Secretary of State Hillary Clinton also said that the nearly three-decade old "war" on drugs "has not worked," "Our insatiable demand for illegal drugs fuels the drug trade. Our inability to prevent weapons from being illegally smuggled across the border to arm these criminals causes the deaths of police officers, soldiers and civilians," "I feel very strongly we have co-responsibility,".
Mexican President Felipe Calderon has been battling rising cartel violence as the remaining cartels fight for power and control of the trade. He has called on the Obama administration to step up involvement of the US and do more to stop the back flow of guns and bulk cash from the United States into Mexico.
Under the Merida Initiative which allocates $1.4 Billion in aid to combat the Mexican drug cartels, Congress has currently approved $700 million in assistance to build more effective security forces. Lawmakers have however cut back the first installment of aid from $450 million to $300 million.
Some members of Congress and Mexican officials are complaining that the promised money, training and equipment to fight the cartels is taking too long to arrive.
During a Capitol Hill hearing on Wednesday, the Homeland Security Secretary, Janet Napolitano was criticized by the Senate Homeland Security and Governmental Affairs Committee Wednesday morning for rearranging resources in order to fund the crackdown on gun running from the US across the border into Mexico that is fueling the violence between cartels and the Mexican government.

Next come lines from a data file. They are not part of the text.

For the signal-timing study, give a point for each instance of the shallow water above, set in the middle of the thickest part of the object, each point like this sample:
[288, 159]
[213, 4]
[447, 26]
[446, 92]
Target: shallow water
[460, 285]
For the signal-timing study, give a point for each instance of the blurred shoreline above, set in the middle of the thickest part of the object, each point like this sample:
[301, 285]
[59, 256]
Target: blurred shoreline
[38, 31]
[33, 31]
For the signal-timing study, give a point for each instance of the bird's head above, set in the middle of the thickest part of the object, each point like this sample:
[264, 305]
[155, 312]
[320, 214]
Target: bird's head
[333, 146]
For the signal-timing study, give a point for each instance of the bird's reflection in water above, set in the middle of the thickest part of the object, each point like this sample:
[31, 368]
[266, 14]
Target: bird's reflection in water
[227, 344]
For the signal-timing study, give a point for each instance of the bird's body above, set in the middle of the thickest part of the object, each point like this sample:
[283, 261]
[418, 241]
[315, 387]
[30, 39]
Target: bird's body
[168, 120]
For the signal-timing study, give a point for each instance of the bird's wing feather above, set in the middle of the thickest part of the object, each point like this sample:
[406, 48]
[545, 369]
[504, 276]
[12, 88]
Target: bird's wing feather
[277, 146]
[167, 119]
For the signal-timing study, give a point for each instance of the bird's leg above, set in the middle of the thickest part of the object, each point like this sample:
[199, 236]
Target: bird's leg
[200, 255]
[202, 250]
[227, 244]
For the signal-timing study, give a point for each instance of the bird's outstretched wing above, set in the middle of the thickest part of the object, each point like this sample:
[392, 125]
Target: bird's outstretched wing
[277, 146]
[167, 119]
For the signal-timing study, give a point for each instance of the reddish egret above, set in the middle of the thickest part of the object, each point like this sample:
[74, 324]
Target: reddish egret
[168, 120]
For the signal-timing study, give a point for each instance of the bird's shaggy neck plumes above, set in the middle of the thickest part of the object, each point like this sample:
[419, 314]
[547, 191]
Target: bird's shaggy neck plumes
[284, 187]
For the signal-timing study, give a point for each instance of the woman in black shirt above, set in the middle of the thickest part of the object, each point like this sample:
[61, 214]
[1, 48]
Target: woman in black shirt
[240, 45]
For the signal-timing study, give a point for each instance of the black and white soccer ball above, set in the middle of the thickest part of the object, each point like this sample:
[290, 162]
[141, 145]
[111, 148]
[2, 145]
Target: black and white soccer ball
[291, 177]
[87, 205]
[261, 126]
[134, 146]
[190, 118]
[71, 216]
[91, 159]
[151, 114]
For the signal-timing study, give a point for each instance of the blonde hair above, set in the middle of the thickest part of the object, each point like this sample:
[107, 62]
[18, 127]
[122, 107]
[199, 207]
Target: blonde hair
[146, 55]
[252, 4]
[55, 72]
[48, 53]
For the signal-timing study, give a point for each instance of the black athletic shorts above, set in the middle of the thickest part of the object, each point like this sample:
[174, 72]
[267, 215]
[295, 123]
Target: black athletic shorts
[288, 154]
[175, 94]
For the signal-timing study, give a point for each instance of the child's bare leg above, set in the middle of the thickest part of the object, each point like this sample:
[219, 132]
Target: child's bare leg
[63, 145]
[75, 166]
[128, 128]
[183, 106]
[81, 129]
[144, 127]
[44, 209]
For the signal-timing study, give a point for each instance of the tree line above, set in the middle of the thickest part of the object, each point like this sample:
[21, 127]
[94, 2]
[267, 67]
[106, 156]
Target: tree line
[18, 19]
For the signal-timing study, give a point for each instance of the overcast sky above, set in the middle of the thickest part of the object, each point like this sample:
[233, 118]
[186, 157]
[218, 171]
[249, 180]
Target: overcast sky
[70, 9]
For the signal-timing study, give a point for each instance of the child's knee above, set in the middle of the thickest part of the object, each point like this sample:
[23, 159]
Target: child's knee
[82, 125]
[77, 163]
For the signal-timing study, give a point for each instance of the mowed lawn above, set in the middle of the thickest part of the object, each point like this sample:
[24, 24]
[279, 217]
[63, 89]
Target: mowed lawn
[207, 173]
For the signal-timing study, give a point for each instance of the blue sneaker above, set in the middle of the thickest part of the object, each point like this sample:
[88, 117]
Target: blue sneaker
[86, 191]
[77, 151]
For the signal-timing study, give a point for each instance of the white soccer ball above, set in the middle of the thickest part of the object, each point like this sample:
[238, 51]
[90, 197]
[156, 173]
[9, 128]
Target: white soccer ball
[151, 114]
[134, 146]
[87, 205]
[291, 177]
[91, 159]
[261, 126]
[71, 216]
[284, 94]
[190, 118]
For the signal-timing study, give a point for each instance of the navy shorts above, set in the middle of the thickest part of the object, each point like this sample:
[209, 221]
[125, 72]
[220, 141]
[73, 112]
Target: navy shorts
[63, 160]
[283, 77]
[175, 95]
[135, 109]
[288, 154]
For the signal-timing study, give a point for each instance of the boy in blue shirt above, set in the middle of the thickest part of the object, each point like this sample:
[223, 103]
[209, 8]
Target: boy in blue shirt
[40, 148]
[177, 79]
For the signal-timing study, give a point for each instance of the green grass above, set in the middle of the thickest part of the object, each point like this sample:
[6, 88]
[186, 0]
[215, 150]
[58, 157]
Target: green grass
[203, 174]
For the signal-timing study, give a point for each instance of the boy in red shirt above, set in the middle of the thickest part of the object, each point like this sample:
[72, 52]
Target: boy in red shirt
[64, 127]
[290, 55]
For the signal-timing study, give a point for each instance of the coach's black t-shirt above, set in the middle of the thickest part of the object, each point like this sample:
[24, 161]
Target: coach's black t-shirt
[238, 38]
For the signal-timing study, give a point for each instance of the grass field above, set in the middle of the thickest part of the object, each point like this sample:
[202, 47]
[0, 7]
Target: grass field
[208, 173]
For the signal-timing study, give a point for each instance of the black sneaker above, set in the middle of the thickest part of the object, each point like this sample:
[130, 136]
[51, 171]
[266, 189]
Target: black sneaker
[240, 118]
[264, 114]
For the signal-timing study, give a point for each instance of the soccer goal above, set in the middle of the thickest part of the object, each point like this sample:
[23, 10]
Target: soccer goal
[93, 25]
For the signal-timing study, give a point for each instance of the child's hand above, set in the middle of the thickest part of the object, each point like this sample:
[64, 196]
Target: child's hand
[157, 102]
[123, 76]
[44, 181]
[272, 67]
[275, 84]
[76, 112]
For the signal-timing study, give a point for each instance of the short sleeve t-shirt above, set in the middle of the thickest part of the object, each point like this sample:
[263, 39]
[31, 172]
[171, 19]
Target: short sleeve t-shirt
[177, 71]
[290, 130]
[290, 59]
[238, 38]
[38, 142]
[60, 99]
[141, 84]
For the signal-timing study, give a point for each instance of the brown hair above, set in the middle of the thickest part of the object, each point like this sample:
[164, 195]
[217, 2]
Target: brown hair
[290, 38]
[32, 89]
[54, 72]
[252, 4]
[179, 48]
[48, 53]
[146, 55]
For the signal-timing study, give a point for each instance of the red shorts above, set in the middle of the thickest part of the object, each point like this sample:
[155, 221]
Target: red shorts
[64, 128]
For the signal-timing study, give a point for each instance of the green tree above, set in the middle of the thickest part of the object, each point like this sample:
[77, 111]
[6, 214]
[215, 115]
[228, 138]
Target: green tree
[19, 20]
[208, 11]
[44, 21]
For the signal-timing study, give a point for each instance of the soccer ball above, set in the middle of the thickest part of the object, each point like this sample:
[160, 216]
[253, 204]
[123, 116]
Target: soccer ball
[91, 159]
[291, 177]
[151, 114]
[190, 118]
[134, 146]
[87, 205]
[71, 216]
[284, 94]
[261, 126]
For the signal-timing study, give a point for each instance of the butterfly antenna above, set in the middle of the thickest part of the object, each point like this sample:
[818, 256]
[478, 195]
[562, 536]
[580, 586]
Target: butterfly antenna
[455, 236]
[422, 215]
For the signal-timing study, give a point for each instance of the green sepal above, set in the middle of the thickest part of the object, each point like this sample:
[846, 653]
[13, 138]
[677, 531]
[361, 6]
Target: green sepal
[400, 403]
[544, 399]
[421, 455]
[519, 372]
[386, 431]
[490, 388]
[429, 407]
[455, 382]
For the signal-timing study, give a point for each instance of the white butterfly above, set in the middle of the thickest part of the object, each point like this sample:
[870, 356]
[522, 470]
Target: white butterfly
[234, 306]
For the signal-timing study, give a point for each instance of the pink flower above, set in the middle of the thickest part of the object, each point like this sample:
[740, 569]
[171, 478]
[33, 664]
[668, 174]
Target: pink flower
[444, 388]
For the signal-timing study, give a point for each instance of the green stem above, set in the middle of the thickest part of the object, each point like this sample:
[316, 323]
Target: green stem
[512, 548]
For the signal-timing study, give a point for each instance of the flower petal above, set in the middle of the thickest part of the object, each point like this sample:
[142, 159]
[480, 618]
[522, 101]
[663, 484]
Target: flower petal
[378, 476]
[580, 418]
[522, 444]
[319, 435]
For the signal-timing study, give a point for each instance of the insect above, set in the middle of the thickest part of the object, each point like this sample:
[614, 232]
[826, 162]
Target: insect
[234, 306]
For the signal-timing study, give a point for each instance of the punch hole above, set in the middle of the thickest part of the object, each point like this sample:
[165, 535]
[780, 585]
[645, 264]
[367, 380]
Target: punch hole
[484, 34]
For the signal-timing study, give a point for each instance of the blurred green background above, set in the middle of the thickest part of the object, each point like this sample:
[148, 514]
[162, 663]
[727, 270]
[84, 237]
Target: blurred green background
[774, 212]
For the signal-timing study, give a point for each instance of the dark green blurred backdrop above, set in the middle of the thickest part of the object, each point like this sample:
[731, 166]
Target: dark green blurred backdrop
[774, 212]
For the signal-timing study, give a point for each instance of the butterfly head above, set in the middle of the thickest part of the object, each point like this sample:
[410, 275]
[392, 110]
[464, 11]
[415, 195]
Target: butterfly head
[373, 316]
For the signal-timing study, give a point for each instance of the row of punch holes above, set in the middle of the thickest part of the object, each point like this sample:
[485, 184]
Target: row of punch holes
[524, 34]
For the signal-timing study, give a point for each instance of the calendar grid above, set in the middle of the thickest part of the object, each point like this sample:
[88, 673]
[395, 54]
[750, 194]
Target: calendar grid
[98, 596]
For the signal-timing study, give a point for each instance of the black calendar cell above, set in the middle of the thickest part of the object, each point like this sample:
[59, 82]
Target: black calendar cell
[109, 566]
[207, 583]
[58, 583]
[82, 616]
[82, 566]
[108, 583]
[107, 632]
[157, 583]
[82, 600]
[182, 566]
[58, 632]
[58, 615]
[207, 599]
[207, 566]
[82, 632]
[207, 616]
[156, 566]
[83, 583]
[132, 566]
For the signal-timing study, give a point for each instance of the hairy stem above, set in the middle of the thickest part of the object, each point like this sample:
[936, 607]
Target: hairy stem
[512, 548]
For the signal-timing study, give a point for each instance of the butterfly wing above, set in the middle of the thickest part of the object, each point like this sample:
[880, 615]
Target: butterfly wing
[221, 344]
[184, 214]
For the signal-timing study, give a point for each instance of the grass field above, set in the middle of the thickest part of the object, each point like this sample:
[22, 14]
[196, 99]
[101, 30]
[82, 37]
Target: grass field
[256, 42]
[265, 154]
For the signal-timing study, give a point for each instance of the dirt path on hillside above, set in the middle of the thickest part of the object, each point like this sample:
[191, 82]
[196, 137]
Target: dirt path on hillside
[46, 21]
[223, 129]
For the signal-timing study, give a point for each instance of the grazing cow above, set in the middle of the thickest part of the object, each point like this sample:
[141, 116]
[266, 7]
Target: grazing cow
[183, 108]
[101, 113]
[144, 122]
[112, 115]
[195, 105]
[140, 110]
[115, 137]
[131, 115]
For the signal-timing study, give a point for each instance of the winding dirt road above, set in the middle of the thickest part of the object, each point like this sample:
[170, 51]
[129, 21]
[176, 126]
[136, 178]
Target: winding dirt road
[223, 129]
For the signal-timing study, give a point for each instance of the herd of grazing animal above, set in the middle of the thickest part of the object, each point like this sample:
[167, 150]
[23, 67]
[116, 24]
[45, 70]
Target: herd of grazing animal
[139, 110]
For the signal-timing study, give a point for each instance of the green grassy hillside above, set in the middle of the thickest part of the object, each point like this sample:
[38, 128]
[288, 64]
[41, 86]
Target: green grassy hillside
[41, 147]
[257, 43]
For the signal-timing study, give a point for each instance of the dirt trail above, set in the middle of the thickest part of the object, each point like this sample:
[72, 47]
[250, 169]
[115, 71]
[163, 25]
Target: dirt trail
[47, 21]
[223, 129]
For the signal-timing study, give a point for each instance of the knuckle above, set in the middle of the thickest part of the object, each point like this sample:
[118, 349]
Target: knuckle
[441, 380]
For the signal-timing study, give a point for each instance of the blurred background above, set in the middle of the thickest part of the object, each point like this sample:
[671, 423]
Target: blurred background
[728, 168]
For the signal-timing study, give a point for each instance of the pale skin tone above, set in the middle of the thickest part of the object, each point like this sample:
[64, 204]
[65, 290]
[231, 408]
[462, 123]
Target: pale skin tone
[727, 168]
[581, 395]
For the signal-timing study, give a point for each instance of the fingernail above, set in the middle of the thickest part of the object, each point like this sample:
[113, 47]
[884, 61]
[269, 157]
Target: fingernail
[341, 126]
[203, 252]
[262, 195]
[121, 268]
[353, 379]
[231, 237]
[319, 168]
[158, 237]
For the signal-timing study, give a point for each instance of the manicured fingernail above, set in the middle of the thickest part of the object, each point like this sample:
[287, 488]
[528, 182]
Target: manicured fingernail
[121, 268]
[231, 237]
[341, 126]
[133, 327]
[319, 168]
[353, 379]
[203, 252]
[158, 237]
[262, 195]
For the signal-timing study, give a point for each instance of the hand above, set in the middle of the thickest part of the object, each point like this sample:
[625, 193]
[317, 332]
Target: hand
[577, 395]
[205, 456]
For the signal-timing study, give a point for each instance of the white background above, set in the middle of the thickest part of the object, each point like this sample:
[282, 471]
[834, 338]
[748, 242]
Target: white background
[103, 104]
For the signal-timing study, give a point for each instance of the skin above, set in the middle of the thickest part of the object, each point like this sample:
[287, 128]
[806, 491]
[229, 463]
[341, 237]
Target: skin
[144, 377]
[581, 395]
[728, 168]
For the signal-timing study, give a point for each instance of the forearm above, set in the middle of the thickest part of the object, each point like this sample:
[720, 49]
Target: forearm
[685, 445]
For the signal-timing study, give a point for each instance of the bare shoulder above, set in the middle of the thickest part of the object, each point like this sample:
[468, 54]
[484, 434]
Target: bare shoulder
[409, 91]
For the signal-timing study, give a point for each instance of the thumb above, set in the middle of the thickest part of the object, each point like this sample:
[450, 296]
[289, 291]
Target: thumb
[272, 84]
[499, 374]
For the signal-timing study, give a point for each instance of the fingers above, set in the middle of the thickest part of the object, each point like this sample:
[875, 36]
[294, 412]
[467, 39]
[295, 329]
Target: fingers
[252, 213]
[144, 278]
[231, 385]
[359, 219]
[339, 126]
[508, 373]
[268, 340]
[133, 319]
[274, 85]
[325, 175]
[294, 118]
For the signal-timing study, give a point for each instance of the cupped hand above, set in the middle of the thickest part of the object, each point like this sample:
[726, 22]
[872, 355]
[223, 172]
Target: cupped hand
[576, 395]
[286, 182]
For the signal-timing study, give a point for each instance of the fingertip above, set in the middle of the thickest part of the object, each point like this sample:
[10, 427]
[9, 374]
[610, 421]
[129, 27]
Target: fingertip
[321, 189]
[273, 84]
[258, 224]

The Committee told the Secretary that the situation warrants new congressional appropriations, in spite of deficit spending.
South Carolina Republican Senator and member of the Senate homeland Security and Governmental Affairs Committee said "Quite frankly, it's not appropriate to say we have budget problems when it comes to this," as he pressed for the Secretary to request more governmental funding for the undertaking. "There is a lot of conflict about the budget, but this is where Americans would cheer us for spending money wisely," he said.
Committee chairman and Connecticut independent, Sen. Joseph Lieberman said he would introduce an amendment to the budget to increase funding for the government to go after gunrunners. The administration's new plan is "a significant first step forward. But I don't think it is enough."